In all the areas that are central to the climate negotiations – common visions and goals, limiting and reducing emissions in the North and the South, adapting to the effects of climate change and support to the most affected, the role of forests and land use changes, financing, transfer of technology – there are key issues that need to be resolved.
Political courage and leadership are required to break the deadlock between the North and the South that are blocking progress in the negotiations. Constructive ideas and proposals that go far beyond what is currently being negotiated are necessary to inject a new dynamism in the negotiations, but more importantly because of the scale of the challenges that the climate crisis poses. Only a strong public opinion, civil society mobilization and active engagement will help push the policy-makers to bring about an agreement that corresponds with the reality of climate change, and that leads the way towards sustainable and equitable societies.
”Key Issues for Climate Change”
Under the lable “Key Issues for Climate Change” the Swedish Society for Nature Conservation (SSNC) has identified a number of themes and challenges that need to be better understood and tackled effectively through real action. These web pages provide our positions, views, background material and a variety of material and resurces.

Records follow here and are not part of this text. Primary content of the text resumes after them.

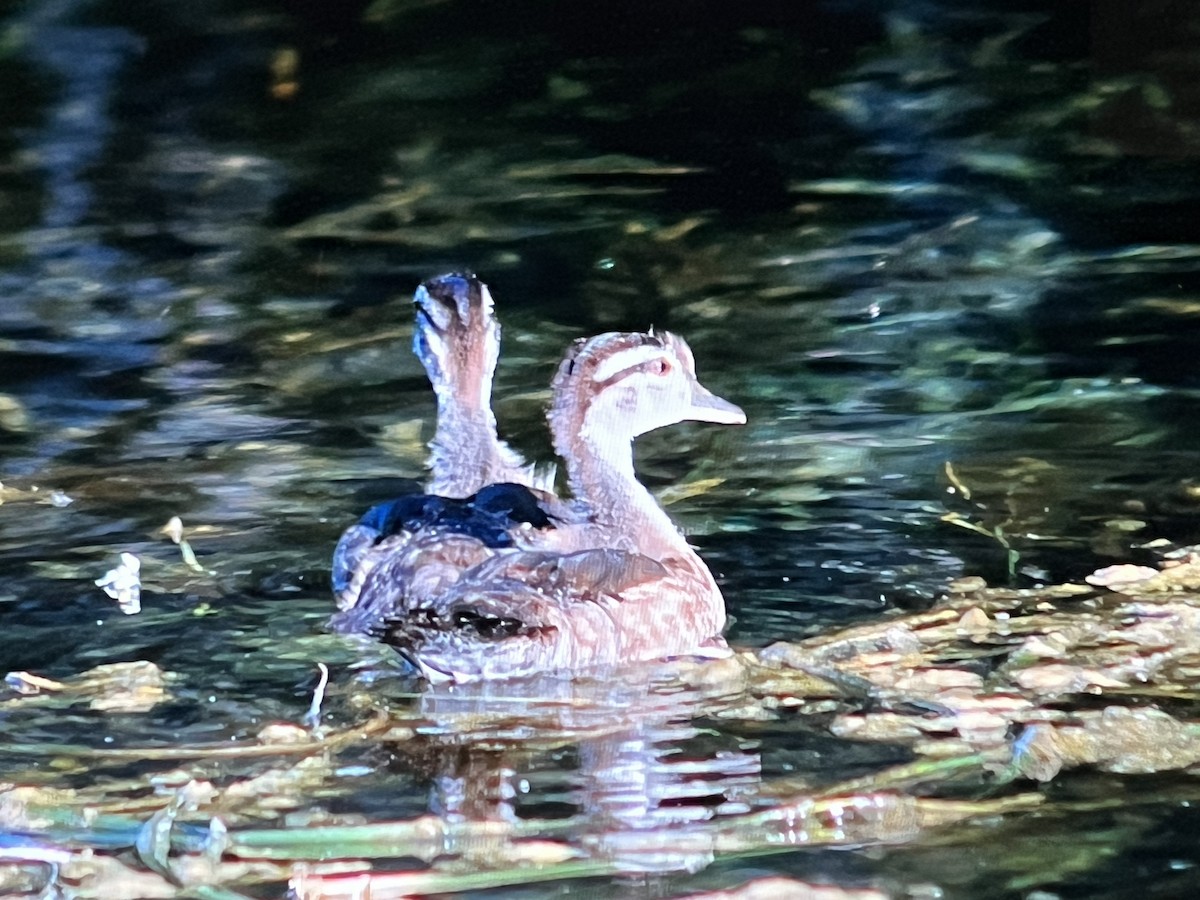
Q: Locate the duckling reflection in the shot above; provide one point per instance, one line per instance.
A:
(625, 763)
(510, 581)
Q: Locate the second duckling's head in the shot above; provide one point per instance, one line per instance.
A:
(615, 387)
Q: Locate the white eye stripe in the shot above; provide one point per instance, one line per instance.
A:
(625, 359)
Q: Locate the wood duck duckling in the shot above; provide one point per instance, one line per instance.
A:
(616, 585)
(478, 485)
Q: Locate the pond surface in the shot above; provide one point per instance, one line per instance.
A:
(946, 256)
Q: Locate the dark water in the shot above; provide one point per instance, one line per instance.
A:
(900, 235)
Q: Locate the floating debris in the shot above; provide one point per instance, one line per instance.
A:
(124, 585)
(174, 529)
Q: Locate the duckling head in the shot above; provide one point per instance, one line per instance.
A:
(457, 337)
(616, 387)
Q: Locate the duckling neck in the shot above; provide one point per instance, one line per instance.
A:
(466, 451)
(603, 477)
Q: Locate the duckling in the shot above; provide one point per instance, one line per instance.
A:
(478, 484)
(616, 585)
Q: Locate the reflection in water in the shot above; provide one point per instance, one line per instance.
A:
(641, 762)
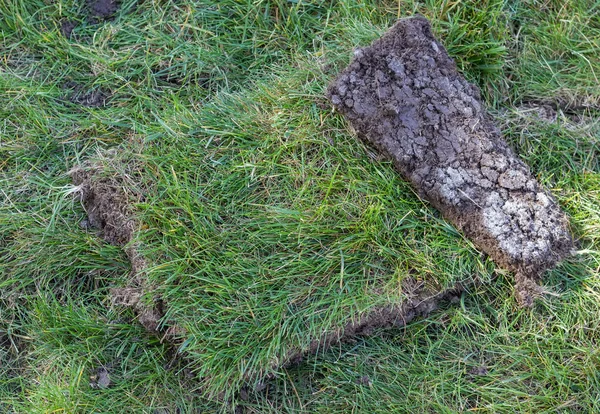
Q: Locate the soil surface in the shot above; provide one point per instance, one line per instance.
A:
(404, 95)
(109, 209)
(102, 9)
(66, 28)
(419, 303)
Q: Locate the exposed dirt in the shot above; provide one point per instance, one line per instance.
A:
(66, 28)
(108, 201)
(102, 9)
(404, 95)
(418, 303)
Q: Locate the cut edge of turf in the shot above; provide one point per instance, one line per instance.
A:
(108, 196)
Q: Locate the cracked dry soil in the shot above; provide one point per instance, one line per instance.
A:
(404, 95)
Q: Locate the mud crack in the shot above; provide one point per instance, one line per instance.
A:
(404, 95)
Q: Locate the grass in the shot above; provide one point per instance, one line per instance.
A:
(267, 222)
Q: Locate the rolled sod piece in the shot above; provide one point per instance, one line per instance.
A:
(404, 95)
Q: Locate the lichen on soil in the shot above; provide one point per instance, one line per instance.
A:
(404, 95)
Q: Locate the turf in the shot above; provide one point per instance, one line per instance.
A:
(267, 222)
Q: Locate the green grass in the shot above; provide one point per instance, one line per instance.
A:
(267, 222)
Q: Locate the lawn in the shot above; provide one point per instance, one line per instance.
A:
(255, 222)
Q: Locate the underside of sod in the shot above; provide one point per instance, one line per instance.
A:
(246, 277)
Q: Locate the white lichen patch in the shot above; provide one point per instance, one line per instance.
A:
(520, 224)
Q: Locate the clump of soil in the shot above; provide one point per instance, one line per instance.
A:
(102, 9)
(404, 95)
(67, 27)
(419, 303)
(108, 199)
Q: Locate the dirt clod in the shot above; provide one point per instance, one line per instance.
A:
(404, 95)
(66, 28)
(108, 201)
(100, 379)
(102, 9)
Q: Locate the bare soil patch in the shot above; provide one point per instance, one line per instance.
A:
(108, 200)
(404, 95)
(102, 9)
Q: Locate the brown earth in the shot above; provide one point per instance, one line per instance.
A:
(404, 95)
(108, 200)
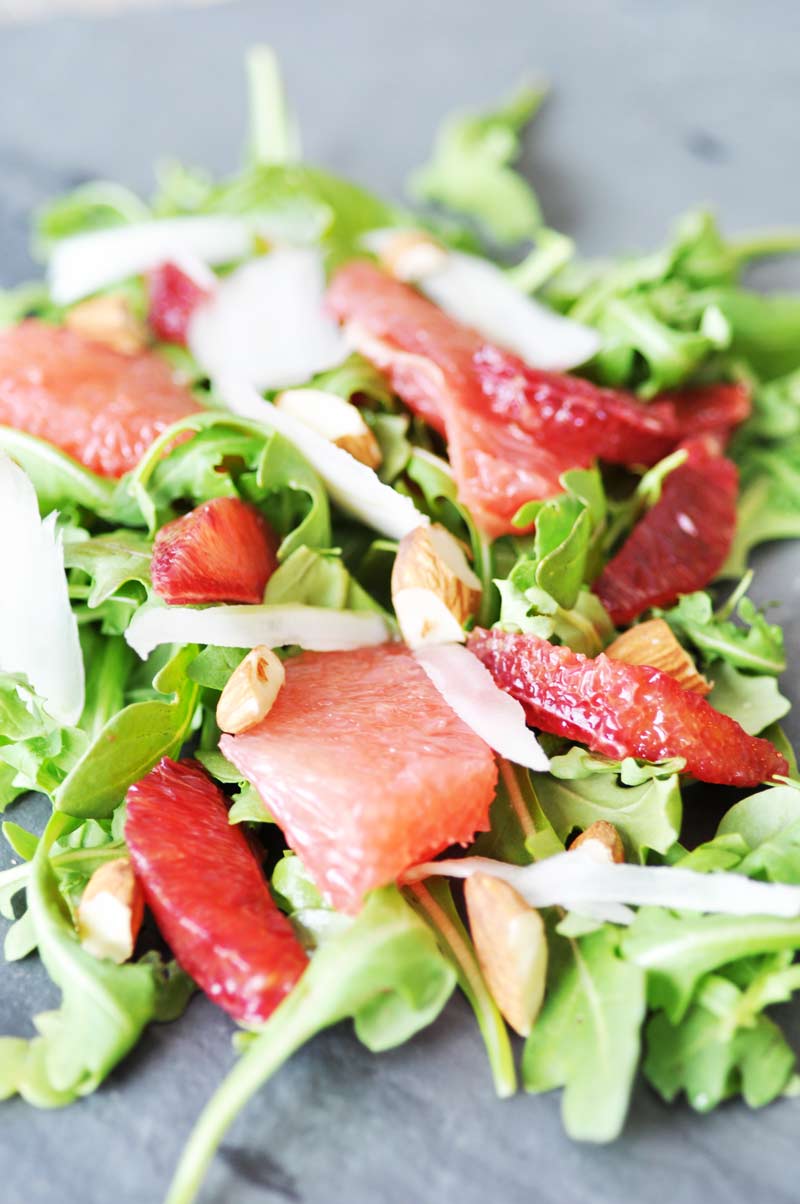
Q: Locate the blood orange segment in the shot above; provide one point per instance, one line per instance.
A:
(222, 552)
(365, 767)
(100, 407)
(174, 296)
(623, 709)
(207, 892)
(681, 543)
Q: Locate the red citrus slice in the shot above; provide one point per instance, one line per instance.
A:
(100, 407)
(681, 543)
(365, 767)
(174, 296)
(623, 709)
(222, 552)
(207, 892)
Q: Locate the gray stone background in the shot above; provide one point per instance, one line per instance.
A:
(656, 106)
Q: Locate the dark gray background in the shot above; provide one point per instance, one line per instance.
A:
(657, 106)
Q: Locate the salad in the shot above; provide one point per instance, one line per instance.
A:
(376, 601)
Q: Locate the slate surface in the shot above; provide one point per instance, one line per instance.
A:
(657, 107)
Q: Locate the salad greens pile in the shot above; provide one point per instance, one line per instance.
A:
(681, 996)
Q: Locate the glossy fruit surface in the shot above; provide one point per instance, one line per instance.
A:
(99, 406)
(222, 552)
(207, 892)
(365, 768)
(622, 709)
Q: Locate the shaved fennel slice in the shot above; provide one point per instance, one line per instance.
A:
(493, 714)
(481, 295)
(87, 263)
(39, 633)
(354, 488)
(576, 883)
(266, 322)
(317, 629)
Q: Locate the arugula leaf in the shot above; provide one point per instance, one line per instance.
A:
(754, 644)
(59, 480)
(723, 1046)
(519, 831)
(133, 742)
(587, 1037)
(754, 702)
(93, 206)
(384, 972)
(231, 456)
(317, 578)
(470, 169)
(111, 561)
(435, 903)
(642, 801)
(678, 950)
(104, 1007)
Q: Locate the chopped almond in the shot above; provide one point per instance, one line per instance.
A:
(335, 419)
(411, 254)
(434, 590)
(653, 643)
(511, 948)
(251, 691)
(110, 913)
(110, 320)
(601, 842)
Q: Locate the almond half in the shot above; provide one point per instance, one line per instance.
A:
(434, 590)
(601, 842)
(335, 419)
(411, 254)
(110, 913)
(511, 948)
(110, 320)
(251, 691)
(653, 643)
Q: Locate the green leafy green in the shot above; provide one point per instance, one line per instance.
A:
(754, 702)
(642, 801)
(470, 170)
(435, 903)
(753, 644)
(587, 1037)
(133, 742)
(383, 971)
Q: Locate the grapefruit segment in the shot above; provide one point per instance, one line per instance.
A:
(365, 768)
(207, 892)
(174, 296)
(623, 709)
(681, 543)
(222, 552)
(99, 406)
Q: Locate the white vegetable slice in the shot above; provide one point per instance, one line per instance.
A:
(39, 633)
(317, 629)
(583, 885)
(493, 714)
(481, 295)
(353, 487)
(82, 265)
(266, 322)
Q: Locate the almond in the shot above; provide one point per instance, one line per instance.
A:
(110, 913)
(411, 254)
(601, 842)
(110, 320)
(335, 419)
(653, 643)
(511, 946)
(251, 691)
(434, 590)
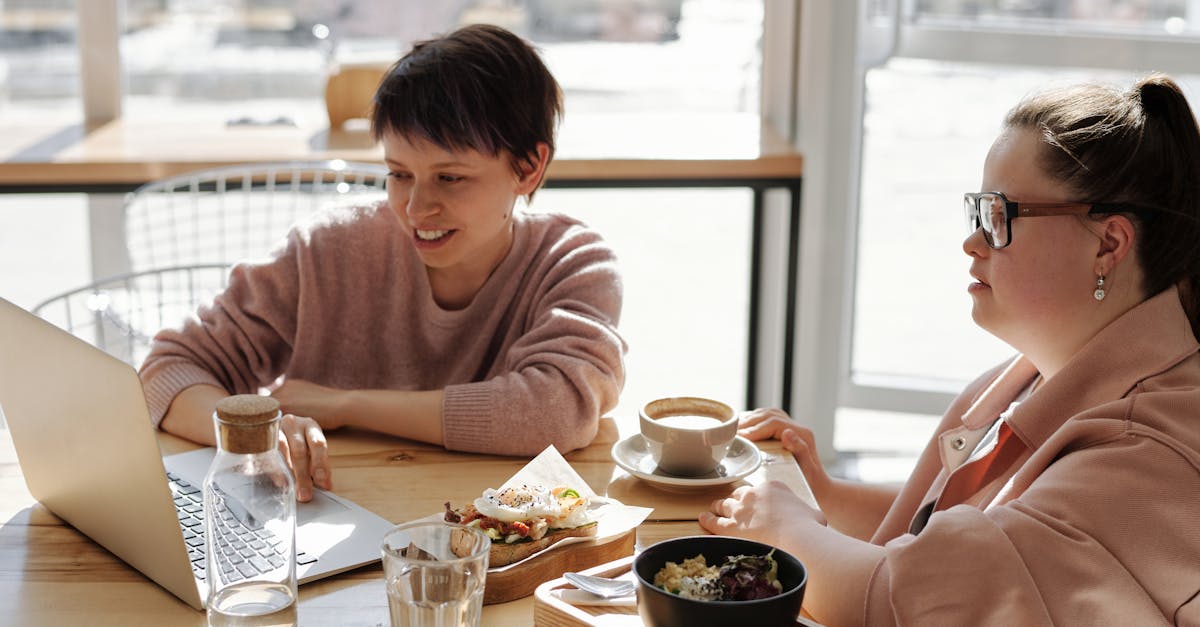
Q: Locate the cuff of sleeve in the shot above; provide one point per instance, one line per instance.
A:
(877, 609)
(465, 418)
(161, 384)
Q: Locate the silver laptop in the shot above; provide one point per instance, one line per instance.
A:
(89, 453)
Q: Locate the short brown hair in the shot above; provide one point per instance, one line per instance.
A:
(1139, 147)
(479, 88)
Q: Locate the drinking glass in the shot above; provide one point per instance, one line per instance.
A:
(427, 583)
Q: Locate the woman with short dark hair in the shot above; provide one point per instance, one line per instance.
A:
(445, 314)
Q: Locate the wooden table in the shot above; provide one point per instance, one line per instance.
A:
(53, 575)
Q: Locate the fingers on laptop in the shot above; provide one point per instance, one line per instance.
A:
(305, 448)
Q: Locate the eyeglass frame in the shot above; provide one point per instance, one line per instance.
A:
(1029, 209)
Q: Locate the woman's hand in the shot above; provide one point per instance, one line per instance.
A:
(305, 398)
(771, 513)
(305, 448)
(772, 423)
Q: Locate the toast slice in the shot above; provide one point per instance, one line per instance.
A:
(504, 554)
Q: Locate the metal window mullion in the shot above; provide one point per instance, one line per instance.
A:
(101, 81)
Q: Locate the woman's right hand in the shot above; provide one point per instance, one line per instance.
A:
(773, 423)
(304, 447)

They also provide extensive material from the seminar series that underpinned the “Key issues for Climate Change” project. These seminars gathered a wide range of experts, negotiators, representatives from international institutions, private sector representatives and civil society organisations from different parts of the world, with the aim to broaden the debate and look for both solutions and new challenges.
Through this series of seminars, SSNC has challenged both policy-makers and ourselves. The seminars present a wealth of ideas and perspectives where climate change and the challenges to development, equity and justice are seen as an integrated whole.